A Product Owner’s Syllabus

In one of my previous articles, I’ve written on why we prefer to nurture product owners (we call them feature owners) internally, instead of hiring newcomers. Quite some time has passed since we decided to try this approach, and it has yielded good results mostly. It’s safer and more reasonable to have several competent people involved in the product-related decision-making,  instead of one person who is held accountable for everything. All the people in our company — QA’s, developers, designers, marketing and support people — are engaged in educational activities one way or another. These activities are always intertwined with work. Home-made product owners are educated with the work, too, and we’ve come up with some sort of syllabus for them. This syllabus emerged from the real-life needs; it is a composite of skills and knowledge actually required to manage our product.

We are not putting a “certified Targetprocess Product Owner’s” training course tag on that syllabus, but I intend to write a series of articles that would provide some sort of “homeschooling” for novice product owners.
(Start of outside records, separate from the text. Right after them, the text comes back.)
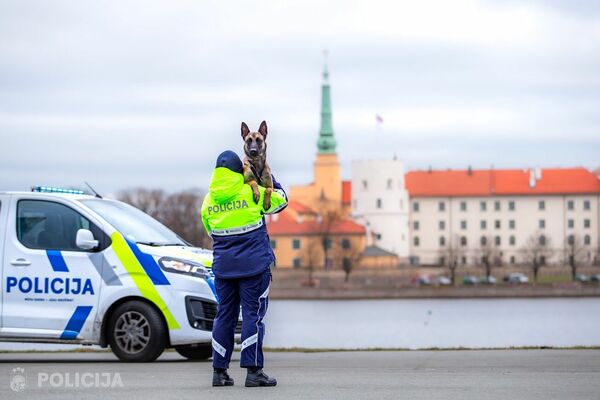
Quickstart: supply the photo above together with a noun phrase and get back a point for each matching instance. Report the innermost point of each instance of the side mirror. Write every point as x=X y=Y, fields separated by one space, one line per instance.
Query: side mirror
x=85 y=240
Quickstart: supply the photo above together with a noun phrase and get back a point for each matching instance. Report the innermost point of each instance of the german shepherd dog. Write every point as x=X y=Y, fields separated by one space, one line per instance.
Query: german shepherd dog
x=256 y=170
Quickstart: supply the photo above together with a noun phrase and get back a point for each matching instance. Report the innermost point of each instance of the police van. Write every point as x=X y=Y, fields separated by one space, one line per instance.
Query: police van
x=81 y=269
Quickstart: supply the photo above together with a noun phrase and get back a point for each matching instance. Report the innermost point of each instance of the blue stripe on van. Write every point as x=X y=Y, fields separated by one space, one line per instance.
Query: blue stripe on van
x=76 y=322
x=57 y=261
x=149 y=264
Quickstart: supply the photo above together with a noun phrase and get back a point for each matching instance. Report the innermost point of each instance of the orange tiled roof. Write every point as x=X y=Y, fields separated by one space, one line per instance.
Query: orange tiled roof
x=346 y=192
x=300 y=208
x=500 y=182
x=285 y=224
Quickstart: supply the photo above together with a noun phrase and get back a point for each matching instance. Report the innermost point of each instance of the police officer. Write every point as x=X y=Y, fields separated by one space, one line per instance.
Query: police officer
x=242 y=260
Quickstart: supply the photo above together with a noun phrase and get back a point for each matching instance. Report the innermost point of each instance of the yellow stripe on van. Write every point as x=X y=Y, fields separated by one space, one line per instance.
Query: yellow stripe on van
x=140 y=278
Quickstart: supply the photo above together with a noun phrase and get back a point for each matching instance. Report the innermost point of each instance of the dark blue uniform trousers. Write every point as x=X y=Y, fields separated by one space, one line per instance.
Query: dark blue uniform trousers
x=252 y=293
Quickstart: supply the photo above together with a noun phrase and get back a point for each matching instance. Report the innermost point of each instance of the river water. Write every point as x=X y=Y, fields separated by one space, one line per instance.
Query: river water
x=424 y=323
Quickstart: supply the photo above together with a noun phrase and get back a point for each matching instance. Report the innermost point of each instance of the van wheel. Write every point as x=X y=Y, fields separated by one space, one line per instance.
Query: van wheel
x=195 y=352
x=136 y=332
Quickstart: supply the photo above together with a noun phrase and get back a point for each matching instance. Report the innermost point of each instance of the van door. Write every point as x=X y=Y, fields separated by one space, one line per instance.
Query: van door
x=4 y=206
x=51 y=287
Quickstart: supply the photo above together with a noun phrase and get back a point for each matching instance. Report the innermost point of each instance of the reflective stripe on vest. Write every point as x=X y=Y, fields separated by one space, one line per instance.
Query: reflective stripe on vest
x=238 y=230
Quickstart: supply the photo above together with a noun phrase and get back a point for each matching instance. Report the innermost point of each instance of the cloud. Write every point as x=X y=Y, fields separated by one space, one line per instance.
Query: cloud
x=147 y=93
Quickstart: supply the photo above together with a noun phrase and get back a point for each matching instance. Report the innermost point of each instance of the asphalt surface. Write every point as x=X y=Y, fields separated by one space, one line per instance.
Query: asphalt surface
x=485 y=374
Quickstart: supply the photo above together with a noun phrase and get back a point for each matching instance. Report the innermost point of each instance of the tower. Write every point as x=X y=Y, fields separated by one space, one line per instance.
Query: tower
x=327 y=184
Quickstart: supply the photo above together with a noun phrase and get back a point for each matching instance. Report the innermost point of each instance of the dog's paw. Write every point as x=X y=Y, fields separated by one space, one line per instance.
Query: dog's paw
x=266 y=203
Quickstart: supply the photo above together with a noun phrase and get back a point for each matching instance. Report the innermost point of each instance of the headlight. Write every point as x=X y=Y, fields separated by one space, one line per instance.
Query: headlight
x=183 y=267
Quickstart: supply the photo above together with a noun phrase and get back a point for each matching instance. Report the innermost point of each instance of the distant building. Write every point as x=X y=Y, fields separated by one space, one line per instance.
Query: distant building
x=380 y=201
x=504 y=207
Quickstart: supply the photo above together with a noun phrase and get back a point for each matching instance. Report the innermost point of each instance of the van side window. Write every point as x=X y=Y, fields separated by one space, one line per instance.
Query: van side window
x=52 y=226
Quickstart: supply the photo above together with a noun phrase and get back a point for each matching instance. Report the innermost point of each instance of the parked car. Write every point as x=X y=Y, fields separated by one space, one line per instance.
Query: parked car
x=516 y=277
x=85 y=270
x=443 y=280
x=488 y=280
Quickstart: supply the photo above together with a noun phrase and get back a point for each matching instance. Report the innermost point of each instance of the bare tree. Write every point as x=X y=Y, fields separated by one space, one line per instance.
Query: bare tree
x=451 y=254
x=489 y=254
x=575 y=253
x=178 y=211
x=536 y=250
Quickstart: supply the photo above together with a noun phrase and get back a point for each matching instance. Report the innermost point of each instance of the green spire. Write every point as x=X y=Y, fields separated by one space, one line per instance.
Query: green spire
x=326 y=143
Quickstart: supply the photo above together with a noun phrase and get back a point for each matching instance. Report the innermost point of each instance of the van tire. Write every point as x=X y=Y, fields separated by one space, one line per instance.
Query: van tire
x=136 y=332
x=195 y=352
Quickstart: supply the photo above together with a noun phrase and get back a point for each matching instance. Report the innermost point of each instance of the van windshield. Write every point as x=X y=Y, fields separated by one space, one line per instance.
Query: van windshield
x=134 y=224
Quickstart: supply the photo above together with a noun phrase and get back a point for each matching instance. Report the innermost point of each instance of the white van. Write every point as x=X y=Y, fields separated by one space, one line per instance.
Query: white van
x=86 y=270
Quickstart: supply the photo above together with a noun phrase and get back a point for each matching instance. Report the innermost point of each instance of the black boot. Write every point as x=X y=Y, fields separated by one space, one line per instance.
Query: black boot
x=257 y=377
x=222 y=378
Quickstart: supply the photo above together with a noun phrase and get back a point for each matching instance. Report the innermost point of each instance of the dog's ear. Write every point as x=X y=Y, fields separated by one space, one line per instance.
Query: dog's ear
x=263 y=129
x=245 y=130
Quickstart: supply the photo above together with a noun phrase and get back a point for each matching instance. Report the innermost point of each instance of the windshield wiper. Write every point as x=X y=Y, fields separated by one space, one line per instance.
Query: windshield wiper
x=157 y=244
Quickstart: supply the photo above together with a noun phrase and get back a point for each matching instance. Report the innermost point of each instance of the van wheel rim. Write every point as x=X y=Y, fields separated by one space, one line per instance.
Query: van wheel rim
x=132 y=332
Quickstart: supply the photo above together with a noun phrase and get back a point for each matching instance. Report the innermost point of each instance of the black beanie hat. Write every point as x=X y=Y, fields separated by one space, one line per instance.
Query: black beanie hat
x=230 y=160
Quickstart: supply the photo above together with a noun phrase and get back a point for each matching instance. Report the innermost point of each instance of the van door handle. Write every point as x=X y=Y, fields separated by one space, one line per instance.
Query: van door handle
x=20 y=262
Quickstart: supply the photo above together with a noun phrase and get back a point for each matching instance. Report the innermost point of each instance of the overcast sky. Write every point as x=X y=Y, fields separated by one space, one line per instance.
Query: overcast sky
x=147 y=93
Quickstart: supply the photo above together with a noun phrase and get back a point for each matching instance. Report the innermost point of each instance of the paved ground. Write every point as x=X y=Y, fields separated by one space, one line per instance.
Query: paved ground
x=497 y=374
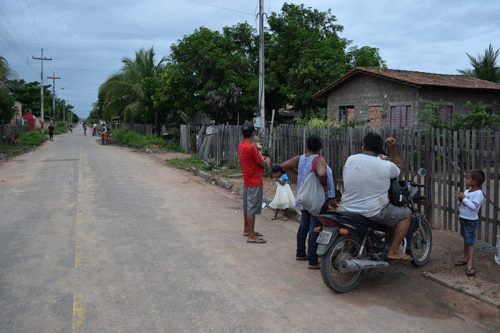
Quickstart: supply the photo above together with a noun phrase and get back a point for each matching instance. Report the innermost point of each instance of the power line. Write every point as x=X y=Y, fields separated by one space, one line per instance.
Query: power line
x=14 y=30
x=232 y=10
x=28 y=25
x=38 y=27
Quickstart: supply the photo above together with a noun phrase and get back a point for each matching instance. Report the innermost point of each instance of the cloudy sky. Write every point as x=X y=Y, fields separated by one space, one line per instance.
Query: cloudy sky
x=87 y=39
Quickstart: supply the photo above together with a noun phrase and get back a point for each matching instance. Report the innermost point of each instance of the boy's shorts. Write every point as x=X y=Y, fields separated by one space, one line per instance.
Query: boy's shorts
x=252 y=199
x=468 y=230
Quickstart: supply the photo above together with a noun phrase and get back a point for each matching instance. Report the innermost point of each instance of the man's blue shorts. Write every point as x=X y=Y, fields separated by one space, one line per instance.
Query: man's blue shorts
x=468 y=230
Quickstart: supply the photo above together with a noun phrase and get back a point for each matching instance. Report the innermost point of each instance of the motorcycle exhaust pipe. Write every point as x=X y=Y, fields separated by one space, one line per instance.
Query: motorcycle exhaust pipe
x=355 y=265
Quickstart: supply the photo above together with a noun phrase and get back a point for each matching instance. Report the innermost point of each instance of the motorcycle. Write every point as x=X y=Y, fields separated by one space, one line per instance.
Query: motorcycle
x=350 y=244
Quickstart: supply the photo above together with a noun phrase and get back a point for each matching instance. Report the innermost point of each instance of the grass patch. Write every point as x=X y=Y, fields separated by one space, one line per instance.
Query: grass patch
x=208 y=165
x=26 y=140
x=138 y=140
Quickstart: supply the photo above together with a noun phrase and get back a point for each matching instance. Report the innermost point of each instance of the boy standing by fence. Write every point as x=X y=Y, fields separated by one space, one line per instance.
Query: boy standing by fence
x=470 y=203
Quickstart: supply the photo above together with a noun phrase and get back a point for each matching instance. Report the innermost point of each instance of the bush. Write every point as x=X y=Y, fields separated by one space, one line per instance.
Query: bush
x=32 y=138
x=137 y=140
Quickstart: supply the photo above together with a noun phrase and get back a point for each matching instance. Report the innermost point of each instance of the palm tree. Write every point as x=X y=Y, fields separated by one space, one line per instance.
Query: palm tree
x=484 y=67
x=123 y=91
x=6 y=73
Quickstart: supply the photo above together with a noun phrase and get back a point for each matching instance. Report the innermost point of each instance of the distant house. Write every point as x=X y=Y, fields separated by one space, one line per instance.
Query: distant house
x=391 y=98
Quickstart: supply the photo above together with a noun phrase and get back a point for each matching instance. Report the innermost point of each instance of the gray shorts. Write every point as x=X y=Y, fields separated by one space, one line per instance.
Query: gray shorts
x=390 y=215
x=252 y=199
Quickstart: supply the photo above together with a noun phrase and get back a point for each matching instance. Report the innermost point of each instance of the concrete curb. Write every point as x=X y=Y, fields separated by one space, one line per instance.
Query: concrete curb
x=433 y=277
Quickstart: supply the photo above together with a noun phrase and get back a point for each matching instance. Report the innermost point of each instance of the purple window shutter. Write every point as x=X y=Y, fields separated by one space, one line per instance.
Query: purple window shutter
x=396 y=116
x=408 y=116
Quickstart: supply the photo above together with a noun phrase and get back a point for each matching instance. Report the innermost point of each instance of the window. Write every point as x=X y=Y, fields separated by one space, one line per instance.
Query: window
x=344 y=112
x=401 y=116
x=445 y=114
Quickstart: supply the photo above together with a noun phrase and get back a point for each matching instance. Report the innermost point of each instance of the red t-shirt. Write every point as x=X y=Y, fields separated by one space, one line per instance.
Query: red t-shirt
x=250 y=159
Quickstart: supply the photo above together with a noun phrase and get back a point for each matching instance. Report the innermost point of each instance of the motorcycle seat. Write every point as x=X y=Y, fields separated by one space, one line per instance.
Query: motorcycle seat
x=360 y=219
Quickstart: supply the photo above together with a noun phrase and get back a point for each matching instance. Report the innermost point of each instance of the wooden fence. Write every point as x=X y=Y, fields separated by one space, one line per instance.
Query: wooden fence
x=447 y=156
x=6 y=129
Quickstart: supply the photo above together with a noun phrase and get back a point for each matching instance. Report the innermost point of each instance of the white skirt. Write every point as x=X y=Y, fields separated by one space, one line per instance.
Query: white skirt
x=284 y=197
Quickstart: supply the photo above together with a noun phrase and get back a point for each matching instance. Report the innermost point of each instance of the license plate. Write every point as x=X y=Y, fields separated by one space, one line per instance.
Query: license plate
x=324 y=237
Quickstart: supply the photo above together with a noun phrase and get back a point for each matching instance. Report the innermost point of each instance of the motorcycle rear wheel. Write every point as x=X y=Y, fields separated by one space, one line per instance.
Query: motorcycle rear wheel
x=419 y=251
x=344 y=248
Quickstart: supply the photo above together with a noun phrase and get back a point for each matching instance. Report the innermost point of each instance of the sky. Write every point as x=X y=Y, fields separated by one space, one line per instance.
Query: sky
x=87 y=39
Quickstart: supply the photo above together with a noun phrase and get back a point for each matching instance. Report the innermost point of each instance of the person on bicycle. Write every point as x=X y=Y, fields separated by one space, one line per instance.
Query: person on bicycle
x=366 y=184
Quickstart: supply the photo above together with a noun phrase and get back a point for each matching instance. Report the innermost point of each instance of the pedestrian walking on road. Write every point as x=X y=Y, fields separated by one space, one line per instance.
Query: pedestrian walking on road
x=283 y=199
x=302 y=166
x=252 y=166
x=470 y=202
x=51 y=132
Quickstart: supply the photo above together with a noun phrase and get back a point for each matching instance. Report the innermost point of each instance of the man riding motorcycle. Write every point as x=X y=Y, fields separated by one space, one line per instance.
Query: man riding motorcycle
x=366 y=183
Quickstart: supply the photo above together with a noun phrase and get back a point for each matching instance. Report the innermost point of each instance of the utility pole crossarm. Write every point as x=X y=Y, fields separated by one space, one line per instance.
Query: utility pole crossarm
x=41 y=85
x=53 y=77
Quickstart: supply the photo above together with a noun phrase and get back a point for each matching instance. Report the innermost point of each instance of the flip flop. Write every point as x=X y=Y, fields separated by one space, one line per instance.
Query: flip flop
x=257 y=234
x=406 y=258
x=460 y=263
x=257 y=241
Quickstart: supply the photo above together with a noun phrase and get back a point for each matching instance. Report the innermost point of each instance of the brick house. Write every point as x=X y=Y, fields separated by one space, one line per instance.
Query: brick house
x=391 y=98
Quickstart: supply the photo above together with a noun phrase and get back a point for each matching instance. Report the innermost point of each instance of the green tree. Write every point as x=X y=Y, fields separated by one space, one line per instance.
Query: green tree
x=6 y=73
x=217 y=72
x=365 y=56
x=475 y=118
x=431 y=117
x=123 y=92
x=305 y=55
x=484 y=67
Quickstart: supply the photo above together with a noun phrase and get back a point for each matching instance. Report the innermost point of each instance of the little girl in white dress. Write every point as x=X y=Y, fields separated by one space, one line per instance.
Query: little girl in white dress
x=283 y=199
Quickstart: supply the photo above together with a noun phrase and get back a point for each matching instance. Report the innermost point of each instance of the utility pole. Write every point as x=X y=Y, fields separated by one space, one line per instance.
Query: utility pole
x=261 y=67
x=41 y=85
x=53 y=77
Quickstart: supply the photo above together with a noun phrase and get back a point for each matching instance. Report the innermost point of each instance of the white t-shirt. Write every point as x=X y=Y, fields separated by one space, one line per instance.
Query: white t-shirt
x=366 y=183
x=470 y=204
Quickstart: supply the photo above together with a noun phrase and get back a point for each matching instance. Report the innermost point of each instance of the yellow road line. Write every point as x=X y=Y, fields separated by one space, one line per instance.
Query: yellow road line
x=79 y=309
x=79 y=228
x=78 y=312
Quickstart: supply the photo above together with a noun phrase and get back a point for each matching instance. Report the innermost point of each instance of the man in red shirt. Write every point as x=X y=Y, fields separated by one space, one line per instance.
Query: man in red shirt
x=252 y=165
x=51 y=132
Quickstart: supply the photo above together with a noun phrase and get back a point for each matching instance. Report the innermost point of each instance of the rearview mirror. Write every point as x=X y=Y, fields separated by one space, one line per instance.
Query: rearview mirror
x=421 y=172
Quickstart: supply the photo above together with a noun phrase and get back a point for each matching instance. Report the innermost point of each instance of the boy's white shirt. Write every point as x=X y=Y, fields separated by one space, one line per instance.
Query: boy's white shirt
x=469 y=207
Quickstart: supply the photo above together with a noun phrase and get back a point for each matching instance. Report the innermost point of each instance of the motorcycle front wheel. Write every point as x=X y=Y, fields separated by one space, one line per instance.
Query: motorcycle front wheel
x=420 y=251
x=344 y=248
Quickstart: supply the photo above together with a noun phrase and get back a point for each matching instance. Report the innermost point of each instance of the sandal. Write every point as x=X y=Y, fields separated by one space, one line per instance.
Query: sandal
x=257 y=234
x=460 y=263
x=257 y=241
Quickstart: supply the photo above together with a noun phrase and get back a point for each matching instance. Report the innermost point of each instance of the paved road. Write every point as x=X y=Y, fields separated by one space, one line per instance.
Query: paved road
x=104 y=239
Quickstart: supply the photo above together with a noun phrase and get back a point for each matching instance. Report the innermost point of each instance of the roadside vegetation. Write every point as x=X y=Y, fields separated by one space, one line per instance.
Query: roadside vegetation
x=26 y=140
x=138 y=140
x=195 y=162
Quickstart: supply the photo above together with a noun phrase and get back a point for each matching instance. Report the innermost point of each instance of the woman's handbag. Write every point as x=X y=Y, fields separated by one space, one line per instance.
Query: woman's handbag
x=311 y=194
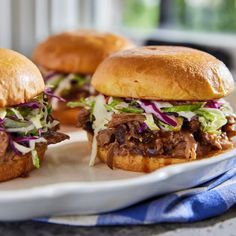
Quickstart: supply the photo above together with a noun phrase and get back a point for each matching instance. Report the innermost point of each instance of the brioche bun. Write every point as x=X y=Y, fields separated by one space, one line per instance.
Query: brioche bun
x=138 y=163
x=20 y=165
x=20 y=79
x=78 y=51
x=163 y=73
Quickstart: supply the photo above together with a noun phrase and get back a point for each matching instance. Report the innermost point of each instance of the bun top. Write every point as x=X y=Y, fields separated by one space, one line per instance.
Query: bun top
x=20 y=79
x=79 y=51
x=163 y=73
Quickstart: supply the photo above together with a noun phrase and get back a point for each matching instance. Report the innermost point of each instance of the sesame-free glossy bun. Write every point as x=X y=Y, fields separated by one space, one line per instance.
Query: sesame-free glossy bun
x=138 y=163
x=78 y=51
x=20 y=79
x=163 y=73
x=20 y=165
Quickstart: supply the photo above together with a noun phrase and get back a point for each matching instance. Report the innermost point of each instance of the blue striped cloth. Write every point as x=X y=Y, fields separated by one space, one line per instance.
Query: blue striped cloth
x=210 y=199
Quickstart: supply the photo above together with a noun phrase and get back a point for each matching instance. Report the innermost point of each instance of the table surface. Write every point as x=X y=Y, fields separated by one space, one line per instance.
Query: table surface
x=219 y=226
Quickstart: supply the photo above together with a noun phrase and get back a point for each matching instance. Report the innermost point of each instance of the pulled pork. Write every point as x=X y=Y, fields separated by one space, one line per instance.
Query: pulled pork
x=123 y=136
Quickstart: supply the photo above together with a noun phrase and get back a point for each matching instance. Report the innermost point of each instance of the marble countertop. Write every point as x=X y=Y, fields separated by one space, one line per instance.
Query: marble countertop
x=219 y=226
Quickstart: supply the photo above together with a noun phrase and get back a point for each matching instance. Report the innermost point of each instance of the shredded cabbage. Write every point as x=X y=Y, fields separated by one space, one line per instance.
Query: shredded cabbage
x=25 y=125
x=150 y=122
x=211 y=119
x=3 y=113
x=102 y=117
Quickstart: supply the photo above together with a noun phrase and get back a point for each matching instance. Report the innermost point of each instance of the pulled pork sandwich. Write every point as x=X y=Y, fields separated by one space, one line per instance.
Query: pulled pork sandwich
x=68 y=60
x=158 y=106
x=26 y=124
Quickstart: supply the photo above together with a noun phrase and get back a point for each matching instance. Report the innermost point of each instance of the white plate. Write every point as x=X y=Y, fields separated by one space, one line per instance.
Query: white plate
x=66 y=185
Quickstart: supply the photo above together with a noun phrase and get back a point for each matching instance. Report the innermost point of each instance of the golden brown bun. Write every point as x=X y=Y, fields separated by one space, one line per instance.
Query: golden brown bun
x=163 y=73
x=20 y=166
x=138 y=163
x=20 y=79
x=79 y=51
x=66 y=116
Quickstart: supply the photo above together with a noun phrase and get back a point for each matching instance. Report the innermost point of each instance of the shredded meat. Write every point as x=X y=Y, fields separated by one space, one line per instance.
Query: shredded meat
x=83 y=117
x=194 y=125
x=124 y=135
x=4 y=141
x=229 y=128
x=123 y=118
x=104 y=137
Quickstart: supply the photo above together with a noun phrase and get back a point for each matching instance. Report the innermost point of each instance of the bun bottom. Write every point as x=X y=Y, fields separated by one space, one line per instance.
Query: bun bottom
x=20 y=165
x=67 y=116
x=138 y=163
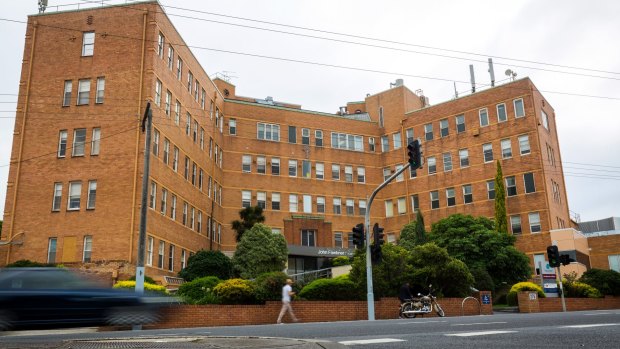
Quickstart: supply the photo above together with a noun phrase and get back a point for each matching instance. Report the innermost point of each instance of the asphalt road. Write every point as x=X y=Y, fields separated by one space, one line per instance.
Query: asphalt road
x=587 y=329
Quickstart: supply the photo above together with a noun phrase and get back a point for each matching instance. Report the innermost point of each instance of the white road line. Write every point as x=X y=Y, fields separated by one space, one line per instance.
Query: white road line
x=481 y=333
x=590 y=325
x=372 y=341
Quite often formal training courses are too brief (2-3 days), cost money and fail to give that universal knowledge that a product owner needs (poke me if that’s not true). A formal course might be limited to a single “brand” or “label” from a certain domain, while the needs of practical software development require out-of-the-box, labelless thinking.  That being said,  a product owner still will want to be familiar with the major trends in the agile domain, and to switch between the brands and labels easily, depending on where a product is meant to go next.

Here’s a summary of this homeschooling Product Owner’s Syllabus. The mind map only gives a descriptive outline of the syllabus, as an intro to the upcoming articles. Click to enlarge:

Product Owner Syllabus

 

We educate our feature owners in the 4 main areas: Agile Domain, Marketing, Product Development and Backlog Management. Targetprocess 3, our visual project management tool, is the practice material for these studies.

Let me re-iterate, that first and foremost a Product Owner is someone with a curious and agile mind. The way we orient our feature owners/product owners is free from prescriptions. The main disadvantage of taking a training course that bears some “label” would often mean that students are pushed to operate within the limits of this label forgetting that there are other practices that can work better in this particular case. As an example, if there’s a course that trains Product Owners in Scrum only, this will be limiting, because their work might demand switching to Kanban, or maybe to Multiban, or to waterfall (which is now clad in the toga of SAFe). This freedom from frameworks and labels is the most important prerequisite of a product owner’s success. Practices are only practices. The first question that a product owner should ask when introduced to a technique or a practice is: “What problem does this practice solve?” and not: “How do we tweak our product development to fit it to this agile practice?”

Another meta-skill applicable to all the areas is the ability to measure, analyze and make decisions. We measure feedback, we measure customer satisfaction, we measure the value of features. Most decisions are made based on the measurements and their analysis. The upper tier of product-related decisions (which feature will be developed next) is done by a group, the product board,  and feature owners are a part of this board. Then, decisions related to a product feature are in the realm of power of a feature owner. The air of learning and sharing is maintained throughout the whole product management process.

That’s how it looks, for starters. I will cover the subjects included to this syllabus in more detail in the future articles.